It’s been a while since I wrote about Jolt.NET, so I thought I’d give a preview of the functionality from the XML assertions I’ve been working on. I’m currently working on wrapping-up the core assertion functionality, which can ultimately be exposed through test-framework-specific interfaces.
When I attempt to verify XML in unit tests, I usually am performing one of the following tasks.
- Schema validation
- Verifying that a tree contains a particular value in a specific location
- Verifying that a tree contains the same structure and values as another tree
For the purposes of this discussion, I will focus on the third point as it is trivial to accomplish the first two using .NET XML validation and XPath, respectively. On a side note, Jolt.NET XML assertions will support all three of these operations.
What does it mean for two XML documents to be equal? In the strictest sense, we can apply a byte-per-byte comparison of two XML files and determine if all byte pairs match. Clearly, this doesn’t work in the general case since things like whitespace, character encoding, and attribute ordering, will all impede the success of the equality algorithm. All of these items can vary greatly in an XML document and still not change the semantics or structure of the XML.
In order for the algorithm to work in the general case, it must treat XML entities (elements, attributes, etc…) as single units and define equality semantics for those units. Furthermore, XML parser support can eliminate the need for dealing with whitespace, processing instruction elements, comments, and other entities that do not affect the semantics of the XML document.
That said, here is a recursive definition that determines if two XML elements are considered to be equal by value (XML document equality is achieved by comparing root elements for equality). The algorithm currently used by Jolt.NET XML assertions is based on this definition, and relies on the parsing provided by XmlReader to simplify the implementation.

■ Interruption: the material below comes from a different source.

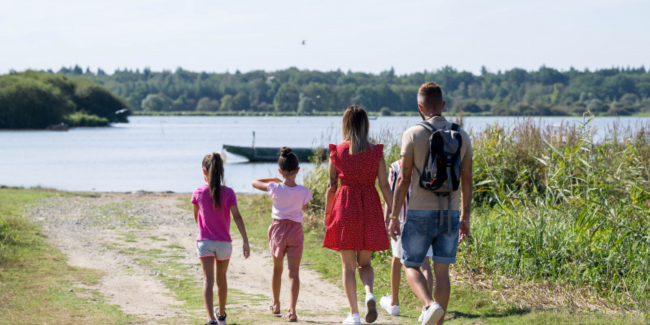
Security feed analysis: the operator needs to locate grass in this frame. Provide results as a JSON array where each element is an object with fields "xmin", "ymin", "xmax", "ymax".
[{"xmin": 0, "ymin": 188, "xmax": 141, "ymax": 324}]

Elements E and F are equal if and only if:
- The namespace of E equals the namespace of F
- The name of E equals the name of F
- The text node values contained in E are equal to the text node values contained in F, and must be in the same order
- The set of attributes contained in E equals the set of attributes contained in F
- The number of child elements of E equals the number of child elements of F
- For each child element pair (E.child[i], F.child[i]), E.child[i] is equal to F.child[i]
Attributes A and B are equal if and only if:
- The namespace of A equals the namespace of B
- The name of A equals the name of B
- The value of A equals the value of B
You will notice that this algorithm does not discriminate on the position of an element’s attribute. All that is required is that the attribute in question exists in the set of attributes of the compared element, as defined by the rules for attribute equality. On the contrary, child element ordering is considered as part of the evaluation since an XML schema [element-sequence] generally implies order.
Sometimes, constraints such as namespaces and element ordering pose too much of a restriction and make XML comparison tedious. Jolt.NET XML assertions aim to address this issue by allowing the option to relax some of the constraints of the equality algorithm.
Equivalency – Relaxed Equality
In Jolt.NET, equivalency between two XML elements is defined by choosing to relax any combination of a set of constraints. The following directives are currently supported.
- For element comparisons, ignore element namespaces
- For element comparisons, ignore element values (child text nodes)
- For element comparisons, ignore ordering of child elements
- For element comparisons, ignore their attributes
- For attribute comparisons, ignore attribute namespaces
The interesting algorithm from the above list of directives is the one that processes child elements, yet ignores their ordering. Here is another recursive definition that determines if two sets of child elements are equivalent. The algorithm currently used by Jolt.NET XML assertions is based on this definition.
Assume that the method bool AreEquivalent(element, element) exists and, denotes if two given elements are equivalent according to the user-specified equivalency directives and constraints, listed above. Then, two sets of child elements, C and D, are equivalent if and only if:
- The number of elements in C equals the number of elements in D
- For each child element C[i], there exists a unique child element D[j] such that AreEquivialent(C[i], D[j]) == true
Note that the term “unique” is important – it denotes that any given element can only be matched once for the entire operation. The use of indexes i and j shows that the ordering of elements is not important and that a search is required to locate the desired element.
So there you have it – the definitions of equality and equivalency for XML. Do let me know if you think I’ve missed something in my definitions!